Lu-Lu has had both her injections, is wormed and has had flea treatment. She is house trained but has not had much formal training. Clicker training is advised with this gentle soul. Lu-Lu will have to be spayed on agreement with adoption.

If you are interested please call Puppies Animal Rescue on: 01159 630326


----------



## missy11 (Apr 25, 2011)

Hope they all find nice homes soon


----------



## bigdaddy (Feb 5, 2011)

awww they are lovely shame our daughter isnt old enough


----------



## SLB (Apr 25, 2011)

bigdaddy said:


> awww they are lovely shame our daughter isnt old enough


I've only put over 12 as they are quite big and have the ability to knock a small child over - if precautions are put in place they are adoptable to anyone with children of any ages - I put the over 12 because not everyone is sensible with puppies and children together 

Please if you are interested, get in touch - they are wonderful puppies and they deserve a home.


----------



## matty198111 (Jan 30, 2010)

how big will these dogs grow, compared to a 100% staffy

i have sent you a pm


----------



## matty198111 (Jan 30, 2010)

sally is gorgeous, well they all are but she is a beaut


----------



## matty198111 (Jan 30, 2010)

sent email and pm but no reply 

i can offer one of these a home


----------



## SLB (Apr 25, 2011)

matty198111 said:


> sent email and pm but no reply
> 
> i can offer one of these a home


Sorry - I run the rescue's email (they don't have net) and I haven't been on for a while - I'm useless, I have sent you a reply. Sorrry!

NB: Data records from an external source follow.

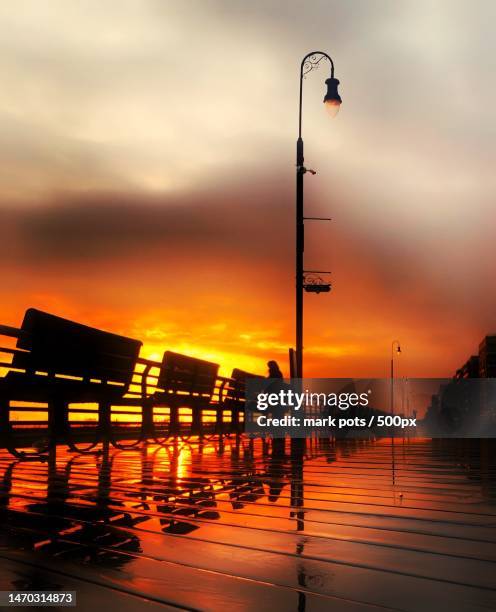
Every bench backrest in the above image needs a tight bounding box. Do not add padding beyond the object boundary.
[157,351,219,399]
[225,368,262,406]
[12,308,141,388]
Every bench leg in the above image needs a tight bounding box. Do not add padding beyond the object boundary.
[141,401,154,439]
[98,402,112,439]
[191,407,203,434]
[48,399,69,445]
[0,399,12,443]
[169,404,179,435]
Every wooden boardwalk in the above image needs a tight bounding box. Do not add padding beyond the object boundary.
[0,436,496,612]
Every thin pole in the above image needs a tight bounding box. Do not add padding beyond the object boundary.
[295,51,334,378]
[296,138,305,378]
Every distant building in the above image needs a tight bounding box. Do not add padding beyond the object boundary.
[479,335,496,378]
[455,355,479,379]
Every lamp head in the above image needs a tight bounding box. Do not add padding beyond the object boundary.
[324,77,342,117]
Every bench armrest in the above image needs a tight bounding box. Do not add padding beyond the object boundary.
[0,325,22,338]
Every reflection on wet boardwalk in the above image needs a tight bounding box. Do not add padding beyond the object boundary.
[0,436,496,612]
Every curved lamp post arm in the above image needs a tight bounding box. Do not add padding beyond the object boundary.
[298,51,334,138]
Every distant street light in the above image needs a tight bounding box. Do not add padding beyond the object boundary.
[391,340,401,414]
[295,51,342,378]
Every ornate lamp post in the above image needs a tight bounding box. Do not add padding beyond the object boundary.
[391,340,401,414]
[295,51,341,378]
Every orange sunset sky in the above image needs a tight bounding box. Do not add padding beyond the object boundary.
[0,0,496,377]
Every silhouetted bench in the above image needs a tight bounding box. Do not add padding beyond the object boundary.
[141,351,219,434]
[0,308,141,450]
[222,368,262,428]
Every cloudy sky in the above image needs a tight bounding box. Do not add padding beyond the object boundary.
[0,0,496,376]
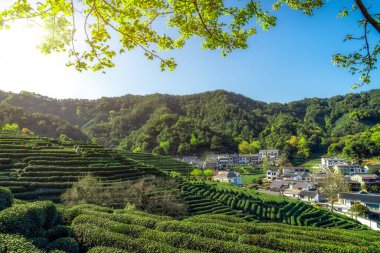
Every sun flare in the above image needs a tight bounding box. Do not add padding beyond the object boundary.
[0,24,78,97]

Are you sure you put the right email address - I have just checked and there is no email from you :/

You can see more about the rescue here: http://puppiesanimalrescue.yolasite.com

Apologies to mods if sites are disallowed


----------



## new westie owner (Apr 30, 2010)

Gorgeous puppies hope they find homes soon


----------



## SLB (Apr 25, 2011)

Matty198111 - have you re-tried the email address or given the rescue a ring. The best time to call is in the morning about half 8 and in the evening about half 6 - 8pm the rest of the time, the dogs are out on walks.

I have let her know you might be calling soon - so please get in touch if you are still interested.


----------



## RockRomantic (Apr 29, 2009)

send them all to me!!!! there beautiful hope they find forever homes soon


----------